We hope you never have to encounter this condition, but if you do, then make sure you remove your contact lenses (if you wear them) immediately. Get out of the sun and go into a dark room. For relief, you may try:

  • Placing a cold washcloth over your closed eyes
  • Using artificial tears eye drops
  • Taking certain pain relievers as recommended by your ophthalmologist
  • Using eye drop antibiotics, if your ophthalmologist recommends this
  • Avoid rubbing your eyes as you heal. Symptoms usually go away gradually in a day or two

Photokeratitis may be prevented by wearing eye protection that blocks UV radiation. This includes:

  • Sunglasses that block or absorb 99 percent and higher of UV rays
  • Snow goggles designed to block UV rays
  • Welding helmets

UV-A Rays
UV-A rays have lower energy in comparison to UV-B and UV-C rays. UV-A rays are known to reach the Earth’s surface 95% of the time. They are present during all daylight hours and can penetrate through clouds and glass. What happens when there’s too much exposure to this type of UV ray? There has been a link to certain types of cataracts and it may play role in macular degeneration.

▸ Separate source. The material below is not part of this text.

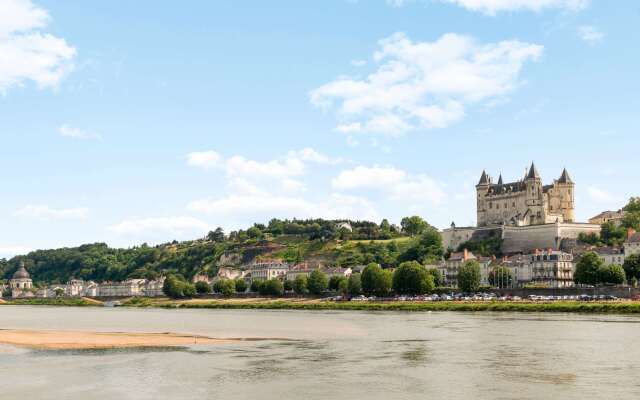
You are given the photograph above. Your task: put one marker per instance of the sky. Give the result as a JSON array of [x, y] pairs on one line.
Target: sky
[[148, 121]]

In summary, UV-C rays are absorbed by the ozone layer and does not present any threat. The UV-A and UV-B can have adverse long and short-term effects on the eyes and vision. Man-Made UV Light?

We know everyone, especially women likes to get a golden tan. So when there is no sun, people go to man-made sources such as tanning lamps and tanning beds. This means that these are man-made sources of UV light. Remember, when exposed to UV light excessively, it is not only damaging to eye health, but skin as well.

HEV Radiation Effects on Eye Health
So far we have mentioned that UV rays are invisible and cannot be seen. But there is a blue light called high-energy visible radiation that has longer wavelengths and lower energy compared to UV rays. These rays are dangerous since they can penetrate deeply into the eye and cause retinal damage. According to a European study published in the Archives of Ophthalmology, HEV radiation when combined with low blood plasma levels of vitamin C is associated with the development of macular degeneration.

Risk Factors on Eye Health
You’ve already guessed it: If you’re spending lots of time outdoors, you know who you are. The more time spent outdoors, the greater the risk for eye health problems from UV radiation. Risks of eye damage from UV and HEV exposure change from day to day and depend on a number of factors, including:

  • Geographic Location. UV ray levels are greater in tropical areas near the earth’s equator. The farther you are from the equator, the smaller your risk.
  • Altitude. UV ray levels are greater at higher altitudes.
  • Time of Day. UV ray and HEV levels are greater when the sun is high in the sky, usually from 10 a.m. to 2 p.m.
  • Setting. UV ray and HEV levels are greater in wide open spaces, especially when highly reflective surfaces are present, like snow and sand. In fact, UV exposure can nearly double when UV rays are reflected from the snow. UV exposure is less likely in urban settings, where tall buildings shade the streets.
  • Medications. Certain medications, such as tetracycline, sulfa drugs, birth control pills, diuretics and tranquilizers, can increase your body’s sensitivity to UV and HEV radiation.

Cloudy Days
Just when you thought the clouds could block UV rays, it is the complete opposite. Your risk of UV exposure can be quite high even on hazy or overcast days. Remember that UV is invisible radiation, not visible light, and can penetrate clouds.

Sunglasses for UV Ray Protection
Shopping for sunglasses? In order to ensure proper protection, sunglasses should:

  • Block out 99 to 100 percent of both UV-A and UV-B radiation
  • Screen out 75 to 90 percent of visible light
  • Be perfectly matched in color and free of distortion and imperfection
  • Have lenses that are gray for proper color recognition

The lenses in sunglasses should be made from polycarbonate if you participate in potentially eye-hazardous work or sports. If you spend a lot of time outdoors in bright sunlight, wrap around frames can provide additional protection from the harmful solar radiation.